It usually is inline assembly, but you write it in C first and copy the disassembly as a starting point. We do this in the embedded world a lot because we're constantly switching architectures, and nobody memorizes the instruction set of every architecture :)
The most common reason is using architecture-dependent instructions that the compiler doesn't generate well, or doesn't generate at all. Examples are SIMD (auto-vectorization is nice, but far from perfect) and DSPs that have specific multiple-and-accumulate instructions or flags that change the behavior of the accumulate register.
In a project I'm currently working on, inlining was still inferior to fully native ASM. LLVM generated unnecessary stack loading in the prologue, and the completely unused memory access had something like a 4% speed penalty.
A lot of missed optimization opportunities come from the impracticability of communicating to the compiler information known to the developer. Basic examples include “the two lvalues here do not alias” and “the int variable x here is always positive, x/8 can be compiled as straightforward right shift instead of a more complex sequence of instructions”. There are various source-level workarounds including using restrict when applicable, copying lvalues to local variables whose address is never taken to make the lack of aliasing clearer, and casting to unsigned int before dividing. In the worst cases, you have to make the program less readable in order to improve the generated code, with no guarantees that the change makes the generated code better for all compilers (some compilers might still miss the optimization opportunity and generate additional instructions for the copies/casts).
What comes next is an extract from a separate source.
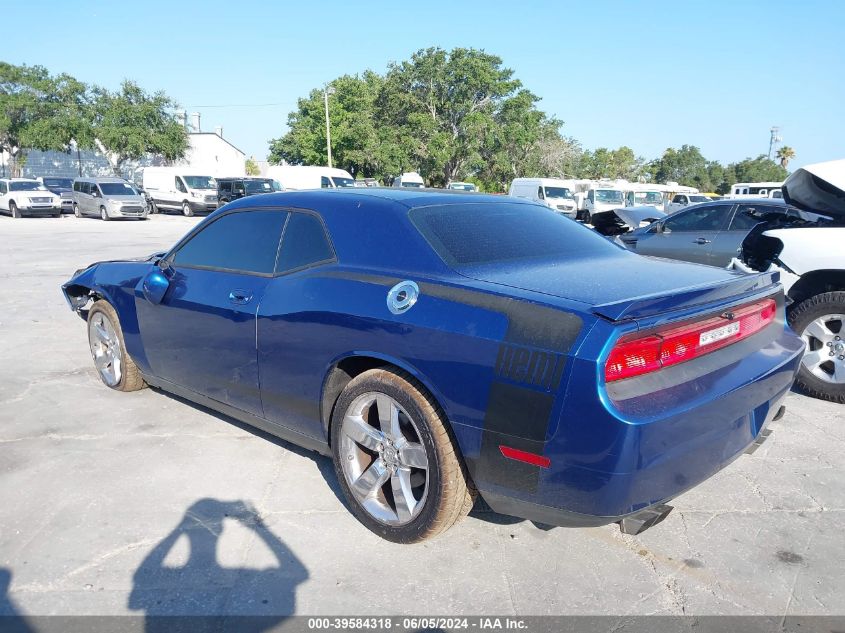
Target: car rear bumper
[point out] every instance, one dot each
(618, 456)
On a related note, I have a dream one day to discover a real example where undefined behavior can be used constructively as a license for the compiler to optimize: the following post alludes to this idea but assembly dumps at the bottom show that the compiler is not taking advantage of the information encoded into the undefined behavior:
More seriously, an annotation language for expressing properties that are supposed to be true at various points of the program can be useful to transmit information from the programmer to the compiler and enabling optimizations that would otherwise require difficult full-program analysis. And these annotations can be used to analyze the program too!
Yes, although I make fun of LLVM for the non-optimal code, I really doubt anyone would consider them 'bugs' -- and I did not. They aren't bugs, they are just optimizations that we haven't found a good way to automatically identify yet.
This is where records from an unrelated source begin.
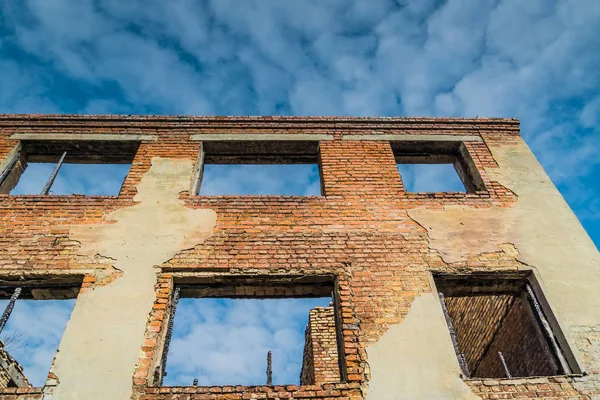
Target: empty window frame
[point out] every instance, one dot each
(443, 166)
(34, 317)
(251, 331)
(259, 168)
(500, 329)
(61, 167)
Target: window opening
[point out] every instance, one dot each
(436, 167)
(31, 327)
(67, 168)
(499, 329)
(430, 178)
(250, 334)
(260, 168)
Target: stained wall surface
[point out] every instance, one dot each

Though, it does seem to always store the old stack pointer in r7, even though it doesn't restore from r7, and even though my inline assembly block specifies r7 on the clobber list. That might be a bug, but it's a single 'add', so who cares.
When you're writing on an architecture with only poor C compilers, it makes a lot of sense to prototype in C and hand compile it. For example, as a hobby, I write on a platform where program memory is limited to 16k and the only available C compiler is sdcc, which outputs relatively large binaries.
So writing in C is fine for smaller projects, but those are easy enough in assembly anyway, especially on the old architecture designed for human-produced asm.